UK retailers expect sustainability to take several years, prices could rise
Transformational sustainability, rather than just paying lip service to the issue, is still several years away and could mean price rises, a UK retailer survey shows.
Exactly two-thirds of retailers says three years is the bare minimum time they need to transform their operations and products to be sustainable, according to a survey conducted by the organiser of Pure London and Spring and Autumn Fair, ITE Group.
It spoke to almost 1,900 UK retailers of all sizes and found that 73% have already made changes to head towards a more sustainable future. while retailers want to increase their sustainable products by a third on average by the end of next year. Fashion retailers specifically are at the forefront of this and are aiming to increase their sustainable offer by 40%.
Sustainability has become one of the biggest issues in the industry in recent years as consumers increasingly demand an eco approach, while company employees are also seeking eco-focused companies to work for. And although government seems to blow hot and cold on the issue, the chances of regulatory changes in the years ahead are growing too.
Julie Driscoll, UK Regional Director for ITE Group, said: “Our study confirms that the UK retail industry is passionate about taking action on sustainability. However, there are significant barriers to overcome. To achieve true sustainability takes significant resource, time and investment, arguably, it’s a continuous process for improvement, rather than a destination. Retailers aren’t shying away from that responsibility, but they are being realistic when it comes to how quickly the change can happen.”
Other study findings include 54% of survey respondents having reduced the use of environmentally damaging materials in their products.
But while there’s universal recognition of the importance of sustainability, there’s also a downside.

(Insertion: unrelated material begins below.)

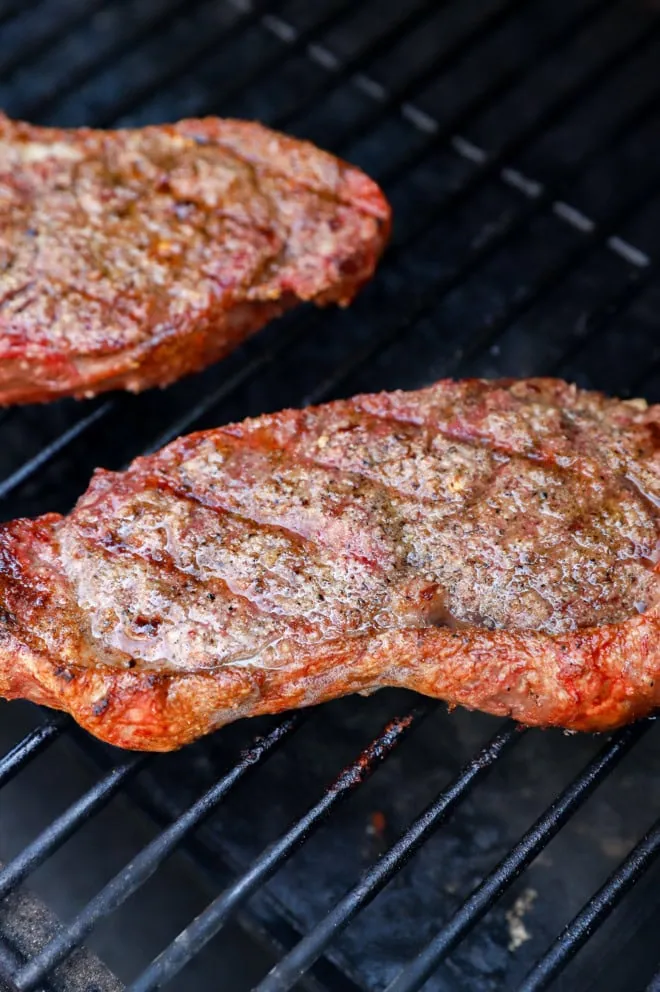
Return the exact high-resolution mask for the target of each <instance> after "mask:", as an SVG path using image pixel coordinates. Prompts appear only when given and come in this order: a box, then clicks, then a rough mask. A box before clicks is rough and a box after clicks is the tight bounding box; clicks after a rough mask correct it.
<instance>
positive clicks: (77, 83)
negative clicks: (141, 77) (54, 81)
mask: <svg viewBox="0 0 660 992" xmlns="http://www.w3.org/2000/svg"><path fill="white" fill-rule="evenodd" d="M190 7H191V0H177V2H176V3H174V4H172V5H171V6H169V7H168V8H167V9H166V10H165V11H158V14H157V16H155V17H151V18H147V19H146V20H145V21H144V22H143V23H142V24H140V25H139V27H138V29H137V30H136V31H135V33H134V34H133V35H131V37H130V39H128V40H127V39H126V38H120V39H119V40H118V41H117V42H116V43H115V44H112V45H110V46H109V47H108V48H107V49H105V51H104V52H103V53H102V54H101V55H100V56H97V57H96V58H94V59H92V61H91V62H89V63H88V64H86V65H81V66H78V67H76V68H75V69H74V70H73V71H72V72H70V73H69V74H68V75H67V77H66V79H65V80H64V81H63V82H62V83H61V84H58V85H57V86H56V87H55V88H54V89H53V90H51V91H50V92H49V93H48V94H47V95H46V96H43V97H40V98H39V99H37V100H34V101H33V102H32V103H28V104H26V105H25V107H23V109H22V111H21V114H22V115H23V116H24V117H25V118H27V119H32V118H35V117H43V116H44V115H45V114H47V113H49V112H50V111H51V110H52V109H53V107H55V106H56V105H57V104H58V103H59V101H60V100H62V98H63V97H66V96H68V95H69V94H71V93H75V91H76V90H77V89H78V88H79V87H80V86H82V85H83V84H84V83H86V82H87V80H89V79H91V78H92V77H93V76H95V75H96V74H97V73H99V72H101V71H102V70H103V69H105V68H107V67H108V66H111V65H112V64H113V62H115V61H116V60H117V59H118V58H119V57H120V56H125V55H127V54H128V53H129V52H132V51H133V50H134V49H135V48H139V47H140V45H141V44H143V43H144V42H145V41H147V40H148V39H149V38H150V37H151V36H152V35H153V34H154V32H158V31H162V30H163V29H164V28H166V27H167V26H168V25H169V24H170V22H171V21H173V20H174V19H175V18H176V17H177V15H178V14H180V13H182V12H183V11H184V10H188V11H189V10H190Z"/></svg>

Respondents estimated that to make their products sustainable they would have to increase retail prices by 19% on average, yet they think consumers would only be willing to pay 9% more for those products. And supplier cooperation is crucial as 20% of retailers believe the failure of suppliers to act sustainably or transparently is the biggest challenge.
ITE has been focusing on sustainability issues itself and has an ongoing Power of One campaign to highlight these and to educate/upskill retailers and suppliers on the subject.